Nur für heute

Nur für heute werde ich mich bemühen,
den Tag zu erleben, ohne das Problem
meines Lebens auf einmal lösen zu wollen.

Nur für heute werde ich die größte Sorge
für mein Auftreten pflegen: vornehm in meinem Verhalten. Ich werde niemand kritisieren,
ja, ich werde nicht danach streben, die anderen
zu verbessern, nur mich selbst.

Nur für heute werde ich in der Gewissheit
glücklich sein, dass ich für das Glück
geschaffen bin, nicht nur für die andere,
sondern auch für diese Welt.

Nur für heute werde ich mich an die
Umstände anpassen, ohne zu verlangen,
dass die Umstände sich
meinen Wünschen anpassen.

Nur für heute werde ich zehn Minuten
meiner Zeit einer guten Lektüre widmen;
wie die Nahrung für das Leben notwendig ist,
so ist gute Lektüre notwendig
für das Leben der Seele.

 

Nur für heute werde ich etwas tun,
das ich keine Lust habe zu tun;
sollte ich mich in meinen Gedanken
beleidigt fühlen, werde ich dafür sorgen,
dass niemand es merkt.

Nur für heute werde ich
ein genaues Programm aufstellen.
Vielleicht halte ich mich nicht genau daran,
aber ich werde es aufsetzen.
Und ich werde mich vor zwei Übeln hüten:
vor der Hetze und der Unentschlossenheit.

Nur für heute werde ich fest glauben -
selbst wenn die Umstände das Gegenteil
zeigen sollten -, dass die gütige Vorsehung
Gottes sich um mich kümmert, als gäbe es
sonst niemand auf der Welt.

Nur für heute werde ich keine Angst haben.
Ganz besonders werde ich keine Angst haben,
mich an allem zu freuen, was schön ist,
und an die Güte zu glauben.
 

Papst Johannes XXIII.

Die Kunst der kleinen Schritte

Ich bitte nicht um Wunder und Visionen, Herr, sondern um Kraft für den Alltag.
Lehre mich die Kunst der kleinen Schritte!
Mach mich findig und erfinderisch, um im täglichen Vielerlei und Allerlei rechtzeitig meine Erkenntnisse und Erfahrungen zu notieren, von denen ich betroffen bin.

Mach mich griffsicher in der richtigen Zeiteinteilung. Schenke mir das Fingerspitzengefühl, um herauszufinden, was erstrangig und was zweitrangig ist.


Ich bitte um Kraft für Zucht und Maß, dass ich nicht durch das Leben gleite, sondern den Tageslauf vernünftig einteile, auf Lichtblicke und Höhepunkte achte, und wenigstens hin und wieder Zeit finde für einen kulturellen Genuss.


Lass mich erkennen, dass Träume nicht weiterhelfen, weder über die Vergangenheit, noch über die Zukunft. Hilf mir, das Nächste so gut wie möglich zu tun und die jetzige Stunde als die wichtigste zu erkennen.


Bewahre mich vor dem naiven Glauben, es müsste alles im Leben glatt gehen. Schenke mir die nüchterne Erkenntnis, dass Schwierigkeiten, Niederlagen, Misserfolge, Rückschläge eine selbstverständliche Zugabe zum Leben sind, durch die wir wachsen und reifen.


Erinnere mich daran, dass das Herz oft gegen den Verstand streikt. Schicke mir im rechten Augenblick jemand, der den Mut hat, mir die Wahrheit in Liebe zu sagen.


Ich möchte dich und die anderen immer aussprechen lassen. Die Wahrheit sagt man sich nicht selbst, sie wird einem gesagt.


Ich weiß, dass sich manchmal Probleme dadurch lösen, dass man nichts tut. Gib, dass ich warten kann.

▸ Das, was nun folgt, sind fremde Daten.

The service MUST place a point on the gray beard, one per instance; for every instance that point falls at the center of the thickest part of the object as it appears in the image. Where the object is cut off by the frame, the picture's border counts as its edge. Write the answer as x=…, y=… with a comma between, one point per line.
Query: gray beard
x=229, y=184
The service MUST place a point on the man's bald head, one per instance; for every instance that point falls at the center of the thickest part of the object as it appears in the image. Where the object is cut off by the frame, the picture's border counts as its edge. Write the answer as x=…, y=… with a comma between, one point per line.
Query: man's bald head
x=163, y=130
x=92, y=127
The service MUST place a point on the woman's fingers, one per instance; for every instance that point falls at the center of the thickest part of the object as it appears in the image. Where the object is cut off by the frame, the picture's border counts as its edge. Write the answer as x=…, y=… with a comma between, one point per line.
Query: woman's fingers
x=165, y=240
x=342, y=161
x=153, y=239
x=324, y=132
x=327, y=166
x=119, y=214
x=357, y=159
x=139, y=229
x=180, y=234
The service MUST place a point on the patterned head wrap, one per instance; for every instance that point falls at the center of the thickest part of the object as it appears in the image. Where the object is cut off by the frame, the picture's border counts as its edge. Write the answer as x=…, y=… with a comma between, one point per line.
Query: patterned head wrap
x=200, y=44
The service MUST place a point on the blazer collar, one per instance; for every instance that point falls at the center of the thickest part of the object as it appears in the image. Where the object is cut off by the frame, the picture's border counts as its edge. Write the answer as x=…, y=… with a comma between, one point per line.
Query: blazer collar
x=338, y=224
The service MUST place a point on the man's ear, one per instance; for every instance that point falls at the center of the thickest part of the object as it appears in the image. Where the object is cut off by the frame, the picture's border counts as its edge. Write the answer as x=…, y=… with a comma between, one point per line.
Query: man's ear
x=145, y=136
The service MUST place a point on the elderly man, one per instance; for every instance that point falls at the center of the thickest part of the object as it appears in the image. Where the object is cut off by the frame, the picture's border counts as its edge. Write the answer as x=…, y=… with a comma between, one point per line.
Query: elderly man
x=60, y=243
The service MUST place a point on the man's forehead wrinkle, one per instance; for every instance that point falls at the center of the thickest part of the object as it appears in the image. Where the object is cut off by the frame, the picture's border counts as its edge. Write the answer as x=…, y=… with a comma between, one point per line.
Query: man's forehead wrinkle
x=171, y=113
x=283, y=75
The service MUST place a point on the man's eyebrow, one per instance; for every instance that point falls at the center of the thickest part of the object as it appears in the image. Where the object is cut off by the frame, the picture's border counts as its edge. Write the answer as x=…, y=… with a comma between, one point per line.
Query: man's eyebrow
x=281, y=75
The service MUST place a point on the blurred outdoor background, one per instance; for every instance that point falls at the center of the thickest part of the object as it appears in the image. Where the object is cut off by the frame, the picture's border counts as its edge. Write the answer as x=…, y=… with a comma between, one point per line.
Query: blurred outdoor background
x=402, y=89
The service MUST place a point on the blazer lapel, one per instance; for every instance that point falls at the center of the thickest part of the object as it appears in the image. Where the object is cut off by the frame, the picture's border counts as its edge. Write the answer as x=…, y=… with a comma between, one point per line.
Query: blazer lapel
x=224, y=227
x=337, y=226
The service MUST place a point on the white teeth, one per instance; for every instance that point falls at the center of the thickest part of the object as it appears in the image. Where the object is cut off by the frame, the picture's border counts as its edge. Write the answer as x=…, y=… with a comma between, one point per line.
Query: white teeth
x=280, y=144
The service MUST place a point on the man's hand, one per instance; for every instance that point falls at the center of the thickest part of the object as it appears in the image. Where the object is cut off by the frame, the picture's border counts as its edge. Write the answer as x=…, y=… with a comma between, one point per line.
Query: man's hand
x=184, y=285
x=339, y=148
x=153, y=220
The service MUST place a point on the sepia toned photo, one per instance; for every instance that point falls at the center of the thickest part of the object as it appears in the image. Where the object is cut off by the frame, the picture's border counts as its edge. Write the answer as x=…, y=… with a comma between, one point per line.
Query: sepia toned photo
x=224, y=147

Du weißt, wie sehr wir der Freundschaft bedürfen. Gib, dass ich diesem schönsten, schwierigsten, riskantesten und zartesten Geschäft des Lebens gewachsen bin.


Verleihe mir die nötige Phantasie, im rechten Augenblick ein Päckchen Güte, mit oder ohne Worte, an der richtigen Stelle abzugeben.

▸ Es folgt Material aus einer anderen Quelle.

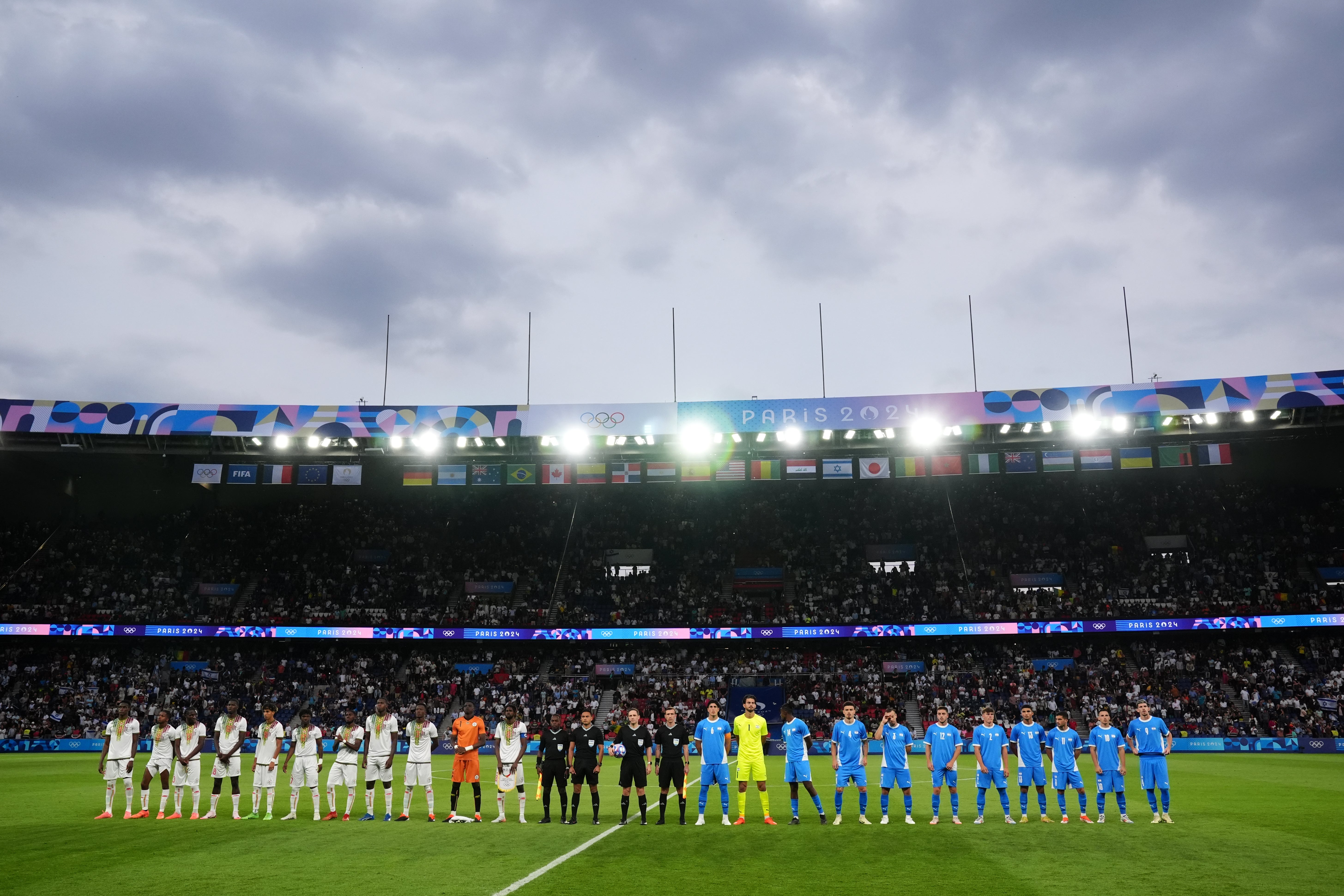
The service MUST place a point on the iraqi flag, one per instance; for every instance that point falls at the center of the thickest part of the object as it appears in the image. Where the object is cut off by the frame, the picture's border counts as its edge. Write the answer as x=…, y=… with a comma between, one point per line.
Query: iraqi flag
x=278, y=475
x=874, y=468
x=1216, y=455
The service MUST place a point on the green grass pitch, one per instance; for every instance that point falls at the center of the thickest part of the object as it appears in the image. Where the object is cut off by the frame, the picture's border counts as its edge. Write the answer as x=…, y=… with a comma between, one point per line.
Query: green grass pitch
x=1244, y=825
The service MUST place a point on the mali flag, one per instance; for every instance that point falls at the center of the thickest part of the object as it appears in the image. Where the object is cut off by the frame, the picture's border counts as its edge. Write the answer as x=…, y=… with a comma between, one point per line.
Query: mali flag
x=417, y=476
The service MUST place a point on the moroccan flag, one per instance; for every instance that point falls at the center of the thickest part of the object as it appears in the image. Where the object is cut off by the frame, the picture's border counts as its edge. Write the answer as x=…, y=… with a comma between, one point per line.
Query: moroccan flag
x=947, y=465
x=904, y=467
x=592, y=474
x=765, y=469
x=417, y=476
x=1174, y=456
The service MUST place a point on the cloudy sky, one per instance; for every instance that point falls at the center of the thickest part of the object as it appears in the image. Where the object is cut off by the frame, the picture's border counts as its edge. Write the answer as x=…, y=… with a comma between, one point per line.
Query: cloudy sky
x=222, y=202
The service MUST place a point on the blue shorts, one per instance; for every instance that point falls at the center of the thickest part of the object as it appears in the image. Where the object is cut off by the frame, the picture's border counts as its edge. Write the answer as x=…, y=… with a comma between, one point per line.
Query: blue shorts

Mach aus mir einen Menschen, der einem Schiff mit Tiefgang gleicht, um auch die zu erreichen, die "unten" sind.


Bewahre mich vor der Angst, ich könnte das Leben versäumen. Gib mir nicht, was ich mir wünsche, sondern was ich brauche. Lehre mich die Kunst der kleinen Schritte!